La santé des enfants doit redevenir un objet politique
La lutte contre les violences faites aux enfants a récemment pris une place significative dans le débat public, bien que jugée insuffisante par de nombreux acteurs. Le vote de la « loi Bétharram » en est une illustration marquante. Cependant, les réponses apportées par les pouvoirs publics sont souvent perçues comme des traitements de symptômes plutôt que des solutions durables. Les dispositifs en place, bien que nécessaires, sont fréquemment sous-dotés et inadaptés, comme en témoigne la difficulté du numéro d’urgence 119 à gérer l’ensemble des demandes qui lui sont adressées.
Dans ce contexte, il est crucial de souligner que des mes d’urgence, bien qu’essentielles, ne suffisent pas à résoudre les problèmes de fond liés à la santé et à la sécurité des enfants.

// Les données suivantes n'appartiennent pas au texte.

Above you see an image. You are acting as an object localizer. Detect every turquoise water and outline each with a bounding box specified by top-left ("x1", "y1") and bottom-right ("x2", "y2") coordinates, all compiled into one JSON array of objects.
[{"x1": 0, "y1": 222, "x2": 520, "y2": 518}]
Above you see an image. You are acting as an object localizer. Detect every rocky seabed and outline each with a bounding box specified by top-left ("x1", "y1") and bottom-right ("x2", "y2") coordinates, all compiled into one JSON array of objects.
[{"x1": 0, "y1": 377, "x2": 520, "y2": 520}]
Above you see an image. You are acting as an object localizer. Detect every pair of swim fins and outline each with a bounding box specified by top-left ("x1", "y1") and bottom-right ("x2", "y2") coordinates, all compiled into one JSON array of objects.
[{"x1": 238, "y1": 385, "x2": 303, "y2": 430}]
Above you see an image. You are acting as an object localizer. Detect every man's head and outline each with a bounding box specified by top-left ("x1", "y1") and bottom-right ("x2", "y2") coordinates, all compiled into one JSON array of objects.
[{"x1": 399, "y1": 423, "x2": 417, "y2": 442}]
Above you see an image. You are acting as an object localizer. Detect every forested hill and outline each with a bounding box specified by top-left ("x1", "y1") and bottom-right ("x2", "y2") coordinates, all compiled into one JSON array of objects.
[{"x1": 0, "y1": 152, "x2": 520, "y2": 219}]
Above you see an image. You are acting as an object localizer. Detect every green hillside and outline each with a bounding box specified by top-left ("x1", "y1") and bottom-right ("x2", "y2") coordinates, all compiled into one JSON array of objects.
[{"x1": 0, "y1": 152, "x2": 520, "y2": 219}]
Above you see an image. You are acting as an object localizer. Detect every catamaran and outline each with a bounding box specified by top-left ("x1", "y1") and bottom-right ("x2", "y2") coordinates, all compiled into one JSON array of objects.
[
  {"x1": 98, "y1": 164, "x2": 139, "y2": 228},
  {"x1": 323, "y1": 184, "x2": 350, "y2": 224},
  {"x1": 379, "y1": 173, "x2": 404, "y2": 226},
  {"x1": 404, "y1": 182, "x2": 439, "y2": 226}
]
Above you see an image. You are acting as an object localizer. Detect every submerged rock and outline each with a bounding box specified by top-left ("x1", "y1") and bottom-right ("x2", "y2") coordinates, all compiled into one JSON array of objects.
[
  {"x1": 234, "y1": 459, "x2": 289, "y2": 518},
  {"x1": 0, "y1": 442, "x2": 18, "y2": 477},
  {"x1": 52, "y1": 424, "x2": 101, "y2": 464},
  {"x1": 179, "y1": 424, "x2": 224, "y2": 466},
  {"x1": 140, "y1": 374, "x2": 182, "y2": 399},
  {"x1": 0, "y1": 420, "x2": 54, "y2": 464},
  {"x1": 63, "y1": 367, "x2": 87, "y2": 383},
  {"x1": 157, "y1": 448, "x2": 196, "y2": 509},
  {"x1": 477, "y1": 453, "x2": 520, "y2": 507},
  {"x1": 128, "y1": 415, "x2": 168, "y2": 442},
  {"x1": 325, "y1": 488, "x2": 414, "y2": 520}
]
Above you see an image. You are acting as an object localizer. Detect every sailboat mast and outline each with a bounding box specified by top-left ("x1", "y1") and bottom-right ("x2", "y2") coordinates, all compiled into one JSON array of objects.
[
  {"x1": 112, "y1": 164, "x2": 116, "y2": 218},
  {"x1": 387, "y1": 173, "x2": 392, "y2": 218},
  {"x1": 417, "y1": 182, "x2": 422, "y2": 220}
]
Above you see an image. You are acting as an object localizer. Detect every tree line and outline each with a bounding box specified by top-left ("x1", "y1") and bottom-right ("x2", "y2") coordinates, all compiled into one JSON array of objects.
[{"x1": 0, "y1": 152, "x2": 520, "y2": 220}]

Les enjeux sont multiples et nécessitent une approche globale et systémique, intégrant à la fois des ressources humaines et financières adaptées.
À l’échelle nationale, les statistiques officielles sur la violence envers les enfants restent préoccupantes. Selon une étude de l’INSEE, près de 10% des enfants de moins de 18 ans ont été victimes de violences physiques ou psychologiques en 2021, un chiffre qui souligne l’urgence d’une réponse politique forte et coordonnée.
La nécessité d’un engagement politique renouvelé autour de la santé des enfants est donc Les conséquences de l’inaction pourraient être dramatiques, non seulement pour les victimes, mais également pour l’ensemble de la société.
Source : Pierre-André Juven, sociologue chargé de recherche au CNRS, ancien maire adjoint de Grenoble en charge de la santé.